Cuando salió del Monasterio la vida fue muy generosa con Antonio López Sáenz.
“Llegó la galerista Estela Chapiro a mi vida y se abrió mi mundo como artista, tuve que enfrentar con mi experiencia en el oficio y en la vida mi futuro y todavía tengo energía para platicar todo esto y sigo pintando”, comenta.
“La pintura es una necesidad para mí, es una pulsión, desde que era niño fue así, no podía explicar la satisfacción que sentía cuando lo hacía. Afortunadamente mis padres se dieron cuenta que eso era incurable y que tenían que mandarme a un lugar donde me guiaran por ese camino. Antonio Haas y la ‘Nana’ Ramírez fueron los que los convencieron de que me mandaran a estudiar a la Ciudad de México”.
Un día especial
Antonio López Sáenz recuerda uno de los días más felices de su vida.

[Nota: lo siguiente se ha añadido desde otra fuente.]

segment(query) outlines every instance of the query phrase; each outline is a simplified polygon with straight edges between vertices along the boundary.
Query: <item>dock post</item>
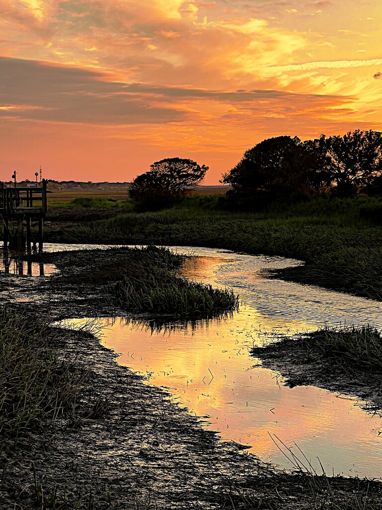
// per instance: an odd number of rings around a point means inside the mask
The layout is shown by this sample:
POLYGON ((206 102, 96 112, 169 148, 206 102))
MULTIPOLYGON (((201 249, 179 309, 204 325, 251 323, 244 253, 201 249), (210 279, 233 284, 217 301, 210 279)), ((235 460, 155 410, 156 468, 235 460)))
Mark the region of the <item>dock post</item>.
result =
POLYGON ((44 218, 40 216, 39 218, 39 255, 42 253, 44 245, 44 218))
POLYGON ((5 253, 5 252, 8 251, 8 233, 9 232, 8 230, 8 218, 6 216, 4 216, 4 223, 3 228, 4 229, 4 234, 3 236, 4 243, 3 245, 3 250, 4 253, 5 253))
POLYGON ((22 251, 24 249, 24 247, 23 246, 23 239, 22 239, 22 217, 18 218, 18 223, 17 223, 17 246, 16 249, 20 251, 22 251))

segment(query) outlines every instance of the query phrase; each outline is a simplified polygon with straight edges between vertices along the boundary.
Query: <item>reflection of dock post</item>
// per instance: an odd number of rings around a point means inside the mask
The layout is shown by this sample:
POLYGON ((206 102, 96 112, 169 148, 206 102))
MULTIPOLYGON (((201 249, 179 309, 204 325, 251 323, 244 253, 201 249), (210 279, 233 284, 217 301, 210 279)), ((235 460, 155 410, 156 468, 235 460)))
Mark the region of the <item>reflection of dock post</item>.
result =
POLYGON ((3 236, 3 249, 4 251, 7 251, 8 249, 8 233, 9 231, 8 230, 8 218, 4 217, 3 219, 3 228, 4 229, 4 233, 3 236))
POLYGON ((32 219, 26 217, 26 254, 30 257, 32 254, 32 219))
POLYGON ((24 274, 24 263, 22 260, 19 259, 18 260, 16 259, 16 264, 17 266, 18 269, 18 274, 20 275, 22 275, 24 274))
POLYGON ((42 253, 44 246, 44 218, 42 216, 39 218, 39 255, 42 253))
POLYGON ((3 263, 4 264, 4 272, 6 274, 9 274, 9 266, 11 262, 8 257, 8 250, 4 249, 3 251, 3 263))
POLYGON ((16 249, 18 251, 23 251, 25 249, 25 245, 23 239, 22 232, 22 217, 18 218, 17 220, 17 235, 16 238, 16 249))

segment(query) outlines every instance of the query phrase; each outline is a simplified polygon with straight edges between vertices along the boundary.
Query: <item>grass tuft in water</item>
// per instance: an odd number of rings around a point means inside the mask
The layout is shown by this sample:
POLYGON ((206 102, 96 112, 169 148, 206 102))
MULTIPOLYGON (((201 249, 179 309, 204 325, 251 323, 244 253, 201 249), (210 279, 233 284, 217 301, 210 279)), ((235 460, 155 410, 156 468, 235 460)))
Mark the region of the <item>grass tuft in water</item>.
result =
POLYGON ((144 249, 143 254, 140 274, 125 275, 114 286, 119 304, 130 311, 195 318, 237 309, 238 297, 231 289, 215 289, 180 277, 178 268, 184 257, 154 246, 144 249))
POLYGON ((382 369, 382 337, 371 326, 325 326, 308 336, 325 355, 341 358, 366 370, 382 369))

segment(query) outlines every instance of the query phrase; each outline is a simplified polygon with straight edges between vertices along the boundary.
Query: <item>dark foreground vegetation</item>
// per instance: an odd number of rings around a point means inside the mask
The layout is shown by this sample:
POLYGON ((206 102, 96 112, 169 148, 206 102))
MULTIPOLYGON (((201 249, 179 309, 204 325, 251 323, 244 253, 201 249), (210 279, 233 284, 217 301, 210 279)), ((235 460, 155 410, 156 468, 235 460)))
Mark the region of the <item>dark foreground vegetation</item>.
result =
POLYGON ((111 305, 123 315, 110 295, 115 282, 139 274, 141 257, 153 267, 168 254, 154 248, 141 256, 123 248, 47 253, 61 274, 37 279, 21 304, 12 297, 30 279, 0 275, 9 290, 0 311, 0 508, 382 508, 380 483, 329 478, 295 457, 294 474, 275 472, 117 365, 91 325, 75 332, 49 324, 108 315, 111 305))
POLYGON ((380 199, 313 197, 277 201, 257 213, 219 207, 217 197, 196 196, 155 212, 115 209, 106 219, 94 219, 97 211, 103 214, 102 209, 76 208, 74 214, 67 207, 71 216, 66 217, 65 208, 51 208, 46 238, 55 242, 152 242, 283 256, 306 265, 278 271, 278 277, 382 299, 380 199), (92 215, 89 220, 88 215, 92 215))

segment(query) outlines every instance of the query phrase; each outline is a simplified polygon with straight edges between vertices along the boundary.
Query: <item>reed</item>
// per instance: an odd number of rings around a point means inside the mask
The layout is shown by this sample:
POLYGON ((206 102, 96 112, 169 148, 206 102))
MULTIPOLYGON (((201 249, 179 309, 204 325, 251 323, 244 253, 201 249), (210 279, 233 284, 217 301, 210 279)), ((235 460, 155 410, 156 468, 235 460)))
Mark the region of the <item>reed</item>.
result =
POLYGON ((325 356, 340 358, 358 369, 382 370, 382 337, 371 326, 325 326, 307 337, 309 344, 325 356))
POLYGON ((237 309, 238 297, 231 289, 215 289, 180 277, 183 256, 154 246, 133 254, 140 258, 140 274, 130 271, 114 287, 115 299, 130 311, 192 319, 237 309))
POLYGON ((69 411, 86 378, 83 367, 59 360, 46 326, 0 310, 0 433, 18 437, 69 411))

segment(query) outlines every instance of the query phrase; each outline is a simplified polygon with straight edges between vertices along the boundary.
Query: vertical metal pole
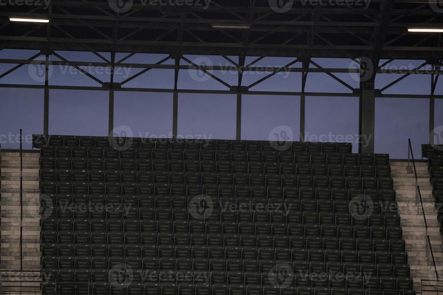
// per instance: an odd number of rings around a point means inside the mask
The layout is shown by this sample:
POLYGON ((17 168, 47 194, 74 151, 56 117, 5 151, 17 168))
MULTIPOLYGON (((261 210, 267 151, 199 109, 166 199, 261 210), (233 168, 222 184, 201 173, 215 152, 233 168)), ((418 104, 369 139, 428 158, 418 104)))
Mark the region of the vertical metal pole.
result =
POLYGON ((360 121, 359 129, 361 137, 359 147, 359 152, 374 153, 374 133, 375 113, 375 94, 373 84, 360 83, 360 121), (367 146, 363 146, 363 138, 365 137, 367 146))
POLYGON ((174 102, 172 107, 172 138, 177 138, 179 124, 179 92, 174 92, 174 102))
POLYGON ((109 111, 108 113, 108 133, 109 136, 113 136, 113 130, 114 130, 114 89, 112 86, 113 82, 111 82, 109 86, 109 111))
POLYGON ((22 130, 20 130, 20 270, 23 270, 23 156, 22 130))
POLYGON ((45 65, 45 97, 43 119, 43 134, 49 134, 49 55, 47 53, 46 63, 45 65))
POLYGON ((417 178, 416 177, 416 203, 417 206, 417 214, 419 214, 419 209, 418 209, 418 188, 417 188, 417 186, 418 185, 417 178))
POLYGON ((424 241, 426 243, 426 259, 427 260, 427 264, 429 264, 429 244, 427 241, 427 227, 426 227, 426 235, 424 237, 424 241))
POLYGON ((306 120, 305 119, 305 111, 306 96, 304 93, 300 96, 300 141, 305 142, 305 130, 306 120))
POLYGON ((409 142, 408 143, 408 165, 409 165, 409 159, 411 158, 411 149, 409 149, 409 142))
MULTIPOLYGON (((435 115, 435 99, 432 95, 429 98, 429 144, 434 144, 434 129, 435 128, 434 116, 435 115)), ((422 159, 423 158, 423 156, 422 159)))
POLYGON ((237 123, 236 139, 241 139, 241 92, 237 92, 237 123))

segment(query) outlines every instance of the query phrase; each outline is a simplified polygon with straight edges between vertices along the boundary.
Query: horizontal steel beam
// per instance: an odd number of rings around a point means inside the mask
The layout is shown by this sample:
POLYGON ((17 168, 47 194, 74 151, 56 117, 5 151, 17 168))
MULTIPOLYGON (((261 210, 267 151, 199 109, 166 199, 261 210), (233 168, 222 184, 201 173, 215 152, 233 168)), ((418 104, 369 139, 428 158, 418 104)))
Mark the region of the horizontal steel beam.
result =
MULTIPOLYGON (((23 59, 0 59, 0 64, 31 64, 35 63, 35 61, 23 59)), ((111 65, 106 62, 88 62, 85 61, 51 61, 53 65, 60 66, 79 66, 87 67, 110 67, 111 65)), ((138 63, 121 63, 116 66, 116 68, 137 68, 137 69, 175 69, 176 66, 175 65, 162 65, 155 64, 138 64, 138 63)), ((281 66, 269 65, 263 66, 251 66, 238 67, 235 65, 199 65, 198 66, 190 65, 180 65, 178 66, 179 69, 200 70, 222 71, 225 72, 238 72, 241 70, 242 72, 273 72, 281 68, 281 66)), ((343 68, 311 68, 303 69, 301 67, 286 67, 281 69, 282 72, 288 72, 291 73, 302 73, 308 72, 309 73, 358 73, 360 70, 357 69, 343 69, 343 68)), ((443 70, 441 69, 435 70, 417 69, 380 69, 377 73, 382 74, 414 74, 421 75, 443 74, 443 70)))
MULTIPOLYGON (((27 88, 34 89, 43 89, 44 85, 20 85, 16 84, 0 84, 0 88, 27 88)), ((69 86, 50 85, 50 89, 66 89, 71 90, 101 90, 107 91, 109 88, 105 87, 94 87, 88 86, 69 86)), ((114 91, 118 92, 153 92, 172 93, 174 92, 173 89, 161 89, 154 88, 120 88, 114 89, 114 91)), ((238 92, 237 91, 230 90, 200 90, 195 89, 177 89, 179 93, 206 93, 212 94, 233 94, 236 95, 238 92)), ((300 96, 303 94, 301 92, 291 92, 280 91, 245 91, 241 92, 244 95, 283 95, 289 96, 300 96)), ((358 98, 358 95, 354 93, 332 93, 332 92, 305 92, 304 93, 307 97, 309 96, 334 96, 346 98, 358 98)), ((414 94, 378 94, 376 98, 414 98, 417 99, 429 99, 430 95, 414 95, 414 94)), ((443 95, 435 95, 433 98, 437 99, 443 99, 443 95)))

“A los 16 años, yo era chambero en el muelle y mi jefe era mi papá. Todos los días me despedía de él cuando me iba a comer a la casa. Un día tomé la bicicleta y me puse frente a él, me despedí y me dijo: prepara tus cosas, ya no vas a volver, te vas a estudiar eso que quieres... de regreso a mi casa no podía manejar la bicicleta, tenía hambre de aprender, de visitar museos, de leer libros, de ir a exposiciones y de pintar, pintar, pintar”.